15.8.06

My Light Bulb Flickered "On" For A Minute There

I feel:: depressed, anxious, sad

Now is the time of the day when it gets really hard not to think about David. I feel that old, very familiar ache right in the area of the middle of my sternum. It's so pressing that sometimes it gets hard to breathe.

I have no idea what to do with this ache. It's familiar, but the ache is so much keener than it ever has been. It's like the difference between trying to cut meat with a dull knife and a sharpened one. I thought I had experienced pain before, but never anything like this.
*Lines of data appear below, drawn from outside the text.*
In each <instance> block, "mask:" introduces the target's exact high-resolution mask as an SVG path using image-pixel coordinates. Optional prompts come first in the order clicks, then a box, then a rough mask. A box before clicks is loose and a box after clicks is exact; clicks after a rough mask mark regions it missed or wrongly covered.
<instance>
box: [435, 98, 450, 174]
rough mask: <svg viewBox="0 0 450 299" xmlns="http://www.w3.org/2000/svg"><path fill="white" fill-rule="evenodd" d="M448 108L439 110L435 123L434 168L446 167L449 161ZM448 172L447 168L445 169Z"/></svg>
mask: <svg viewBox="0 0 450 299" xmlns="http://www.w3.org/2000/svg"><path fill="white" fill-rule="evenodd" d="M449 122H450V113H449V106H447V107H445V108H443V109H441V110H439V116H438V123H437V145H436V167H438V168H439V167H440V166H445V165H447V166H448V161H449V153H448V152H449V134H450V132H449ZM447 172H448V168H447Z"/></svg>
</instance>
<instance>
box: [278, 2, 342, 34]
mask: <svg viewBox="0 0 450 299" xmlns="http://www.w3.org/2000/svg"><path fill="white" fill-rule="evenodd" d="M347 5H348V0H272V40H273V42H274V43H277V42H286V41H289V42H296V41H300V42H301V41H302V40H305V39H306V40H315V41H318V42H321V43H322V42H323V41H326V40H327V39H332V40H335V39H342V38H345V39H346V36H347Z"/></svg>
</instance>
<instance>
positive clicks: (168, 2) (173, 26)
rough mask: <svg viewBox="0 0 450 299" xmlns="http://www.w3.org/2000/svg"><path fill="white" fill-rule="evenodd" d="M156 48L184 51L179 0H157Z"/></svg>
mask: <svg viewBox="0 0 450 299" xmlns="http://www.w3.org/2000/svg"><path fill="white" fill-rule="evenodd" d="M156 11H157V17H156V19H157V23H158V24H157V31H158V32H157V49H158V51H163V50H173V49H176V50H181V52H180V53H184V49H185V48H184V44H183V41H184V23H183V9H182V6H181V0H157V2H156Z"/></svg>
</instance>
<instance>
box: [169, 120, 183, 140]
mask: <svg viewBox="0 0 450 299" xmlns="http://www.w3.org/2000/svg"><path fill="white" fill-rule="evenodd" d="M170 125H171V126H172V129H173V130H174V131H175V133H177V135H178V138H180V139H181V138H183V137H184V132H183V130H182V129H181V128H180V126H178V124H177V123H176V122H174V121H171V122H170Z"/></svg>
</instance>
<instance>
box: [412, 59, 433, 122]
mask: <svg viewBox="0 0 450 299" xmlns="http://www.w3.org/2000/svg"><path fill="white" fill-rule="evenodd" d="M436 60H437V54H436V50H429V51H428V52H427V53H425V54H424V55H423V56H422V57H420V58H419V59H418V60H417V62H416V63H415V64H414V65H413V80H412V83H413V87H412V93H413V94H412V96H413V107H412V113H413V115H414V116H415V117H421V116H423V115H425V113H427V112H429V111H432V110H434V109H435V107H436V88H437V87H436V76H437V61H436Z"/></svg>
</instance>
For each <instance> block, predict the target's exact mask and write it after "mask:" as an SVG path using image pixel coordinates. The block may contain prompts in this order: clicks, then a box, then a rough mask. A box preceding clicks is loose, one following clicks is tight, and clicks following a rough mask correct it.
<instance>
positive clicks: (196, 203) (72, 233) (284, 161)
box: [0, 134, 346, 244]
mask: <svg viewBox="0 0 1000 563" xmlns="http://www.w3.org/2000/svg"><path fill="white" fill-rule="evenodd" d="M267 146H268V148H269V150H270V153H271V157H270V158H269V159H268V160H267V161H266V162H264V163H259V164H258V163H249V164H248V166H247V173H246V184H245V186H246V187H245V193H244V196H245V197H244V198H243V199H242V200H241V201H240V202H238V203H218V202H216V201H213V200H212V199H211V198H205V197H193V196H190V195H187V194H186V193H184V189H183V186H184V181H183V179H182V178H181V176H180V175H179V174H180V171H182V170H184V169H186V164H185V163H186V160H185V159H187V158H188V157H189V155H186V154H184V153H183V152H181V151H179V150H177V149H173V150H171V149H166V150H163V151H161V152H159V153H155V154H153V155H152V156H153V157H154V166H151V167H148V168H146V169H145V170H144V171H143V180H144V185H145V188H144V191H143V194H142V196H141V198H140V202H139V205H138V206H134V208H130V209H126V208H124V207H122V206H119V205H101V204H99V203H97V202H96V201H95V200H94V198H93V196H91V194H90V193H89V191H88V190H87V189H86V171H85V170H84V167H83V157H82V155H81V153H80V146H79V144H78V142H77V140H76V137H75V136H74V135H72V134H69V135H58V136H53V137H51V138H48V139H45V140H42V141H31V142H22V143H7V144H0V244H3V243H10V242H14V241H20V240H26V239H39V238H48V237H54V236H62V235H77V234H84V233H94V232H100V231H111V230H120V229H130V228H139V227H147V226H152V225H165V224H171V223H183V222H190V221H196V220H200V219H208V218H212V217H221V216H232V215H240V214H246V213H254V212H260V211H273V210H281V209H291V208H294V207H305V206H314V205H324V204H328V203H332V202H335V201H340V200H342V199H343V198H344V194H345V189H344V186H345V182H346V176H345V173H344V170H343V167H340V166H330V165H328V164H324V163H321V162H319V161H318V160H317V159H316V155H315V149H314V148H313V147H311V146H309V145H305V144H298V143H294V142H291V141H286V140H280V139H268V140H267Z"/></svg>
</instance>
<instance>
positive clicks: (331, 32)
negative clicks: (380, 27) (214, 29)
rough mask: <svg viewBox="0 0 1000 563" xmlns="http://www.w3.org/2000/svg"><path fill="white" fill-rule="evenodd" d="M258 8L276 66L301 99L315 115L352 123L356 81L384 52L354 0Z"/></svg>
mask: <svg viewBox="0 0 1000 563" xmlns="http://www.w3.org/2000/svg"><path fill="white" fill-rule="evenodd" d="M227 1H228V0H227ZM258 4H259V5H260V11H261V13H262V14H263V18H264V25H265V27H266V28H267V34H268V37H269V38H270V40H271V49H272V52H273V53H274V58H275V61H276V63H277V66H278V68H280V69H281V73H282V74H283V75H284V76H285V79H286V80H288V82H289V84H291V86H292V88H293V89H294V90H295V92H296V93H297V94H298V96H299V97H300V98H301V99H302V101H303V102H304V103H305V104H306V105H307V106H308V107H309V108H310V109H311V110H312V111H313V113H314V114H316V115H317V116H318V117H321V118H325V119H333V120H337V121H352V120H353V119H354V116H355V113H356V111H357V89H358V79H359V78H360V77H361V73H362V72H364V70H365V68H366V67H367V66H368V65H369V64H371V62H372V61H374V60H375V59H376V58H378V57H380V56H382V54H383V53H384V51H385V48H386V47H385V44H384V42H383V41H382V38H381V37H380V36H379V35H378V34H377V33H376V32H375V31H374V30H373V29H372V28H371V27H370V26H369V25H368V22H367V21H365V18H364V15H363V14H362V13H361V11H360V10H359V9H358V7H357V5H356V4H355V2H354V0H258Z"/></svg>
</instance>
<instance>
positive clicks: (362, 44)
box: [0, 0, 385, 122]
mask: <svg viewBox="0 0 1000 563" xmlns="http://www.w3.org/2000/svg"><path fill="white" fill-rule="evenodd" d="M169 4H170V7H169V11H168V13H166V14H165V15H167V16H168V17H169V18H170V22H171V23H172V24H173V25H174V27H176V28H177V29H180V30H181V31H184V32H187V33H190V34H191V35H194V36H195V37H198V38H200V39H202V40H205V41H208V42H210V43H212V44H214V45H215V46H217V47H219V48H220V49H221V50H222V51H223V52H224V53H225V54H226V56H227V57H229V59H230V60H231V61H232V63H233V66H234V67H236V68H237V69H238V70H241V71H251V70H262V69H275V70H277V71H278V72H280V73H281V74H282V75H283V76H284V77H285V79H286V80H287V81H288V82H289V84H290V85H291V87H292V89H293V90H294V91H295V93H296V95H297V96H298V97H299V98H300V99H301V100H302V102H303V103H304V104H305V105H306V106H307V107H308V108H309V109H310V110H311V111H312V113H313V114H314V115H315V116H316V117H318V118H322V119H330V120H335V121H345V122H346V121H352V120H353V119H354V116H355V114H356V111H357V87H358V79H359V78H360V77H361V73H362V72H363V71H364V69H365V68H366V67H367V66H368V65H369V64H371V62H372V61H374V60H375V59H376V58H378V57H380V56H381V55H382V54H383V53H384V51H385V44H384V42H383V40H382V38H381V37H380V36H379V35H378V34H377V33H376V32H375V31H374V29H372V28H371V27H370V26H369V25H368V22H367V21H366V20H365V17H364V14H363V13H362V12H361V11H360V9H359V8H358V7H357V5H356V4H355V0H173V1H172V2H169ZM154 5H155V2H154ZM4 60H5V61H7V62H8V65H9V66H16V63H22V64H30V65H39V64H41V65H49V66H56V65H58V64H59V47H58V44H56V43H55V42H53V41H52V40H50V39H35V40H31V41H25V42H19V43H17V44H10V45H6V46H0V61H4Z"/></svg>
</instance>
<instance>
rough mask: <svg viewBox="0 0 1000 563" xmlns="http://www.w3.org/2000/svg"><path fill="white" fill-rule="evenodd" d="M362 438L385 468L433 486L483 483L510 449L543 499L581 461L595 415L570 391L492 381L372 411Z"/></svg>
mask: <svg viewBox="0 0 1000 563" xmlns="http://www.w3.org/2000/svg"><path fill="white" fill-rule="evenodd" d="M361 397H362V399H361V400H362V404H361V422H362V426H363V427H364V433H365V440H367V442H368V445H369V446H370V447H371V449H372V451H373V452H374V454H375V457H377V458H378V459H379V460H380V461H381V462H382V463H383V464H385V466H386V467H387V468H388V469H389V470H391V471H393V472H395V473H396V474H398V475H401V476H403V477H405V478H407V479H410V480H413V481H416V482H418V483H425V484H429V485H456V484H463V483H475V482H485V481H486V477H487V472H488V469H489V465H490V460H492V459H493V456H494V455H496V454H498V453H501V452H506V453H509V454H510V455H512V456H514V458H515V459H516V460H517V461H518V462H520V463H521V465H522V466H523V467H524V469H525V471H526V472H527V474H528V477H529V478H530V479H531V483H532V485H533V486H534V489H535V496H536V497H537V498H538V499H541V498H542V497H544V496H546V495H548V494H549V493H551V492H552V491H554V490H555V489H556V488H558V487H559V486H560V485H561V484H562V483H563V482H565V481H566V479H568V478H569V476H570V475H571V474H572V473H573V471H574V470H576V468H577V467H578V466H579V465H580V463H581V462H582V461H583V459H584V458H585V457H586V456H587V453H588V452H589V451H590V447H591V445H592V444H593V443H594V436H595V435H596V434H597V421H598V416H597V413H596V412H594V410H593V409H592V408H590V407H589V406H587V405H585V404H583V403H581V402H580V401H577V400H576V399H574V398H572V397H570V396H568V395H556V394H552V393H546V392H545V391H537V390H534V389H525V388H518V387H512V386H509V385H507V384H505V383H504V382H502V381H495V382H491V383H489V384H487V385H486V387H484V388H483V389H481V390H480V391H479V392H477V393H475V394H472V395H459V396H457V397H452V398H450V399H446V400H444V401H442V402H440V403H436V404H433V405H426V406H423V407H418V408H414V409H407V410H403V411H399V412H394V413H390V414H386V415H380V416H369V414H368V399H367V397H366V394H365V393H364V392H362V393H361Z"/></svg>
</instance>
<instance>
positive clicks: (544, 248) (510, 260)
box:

What's weird to me is crying and not crying for myself. I don't know if that makes much sense, but it does to me. There have only been a few times in my life when my crying (freaking out) and depression hasn't been because I'd had a flashback or something/someone/someplace triggered me. Sometimes the depression wanes for a bit, but I can always feel it there just below the surface. I realized in the midst of a crying jag the other night that I wasn't in the least bit crying for myself. I was crying because I was grieving over David's death. I know that's sort of an odd time to have a revelation about oneself, but nevertheless, it happened. Somehow, that knowledge made it more ok for me to feel my own grief. I embraced it instead of trying to push it away.

I've been so upset over friends in trouble before that I've literally fallen to my knees in prayer and hysterical crying because I was afraid for them. But I knew they would live, or rather, I knew they weren't dead. God puts people on my heart at times to pray for and I wind up in tears over that, but I'm finding out that grief is a totally different animal.

It seems to me that I've always been taught to push away those "bad" emotions, but now I'm beginning to wonder if any emotions are "bad". I mean, God gave me emotions because I'm made in his image. From what I've studied in the Bible, God does indeed have emotions and does express them. So, now I'm thinking if I, instead of trying to push away negative emotions when they come, but embrace them-face them- that that might be the road to wellness for me. I have serious doubts that I'll ever be "well", but what I guess I mean is "not so sick as now". It seems to me that it's more what one does or doesn't do with whichever emotions are felt that can be either "good" or "bad".

I don't really know what I mean, I suppose. People throw the word "normal" around like it's supposed to mean something. I don't know what "normal" is. I only know what is familiar to me. I also don't really know what "abnormal" is because I only know what I see as "abnormal". It might be totally different for someone else and probably is. For me, "abnormal" is meeting someone whose parents have never been divorced, "mom" cooks dinner every night and "dad" doesn't look at his daughter like he'd rather have her for dinner than what his wife cooked.

People who seem to be what society would consider "normal" kind of freak me out. I guess because I just don't believe that every family doesn't have some sort of issue going on within it and each family member their own demons. Some families are better at hiding it than others. I don't know, maybe I'm just jaded-seen too much misery in my lifetime to believe that anyone can be truly "good". Even myself.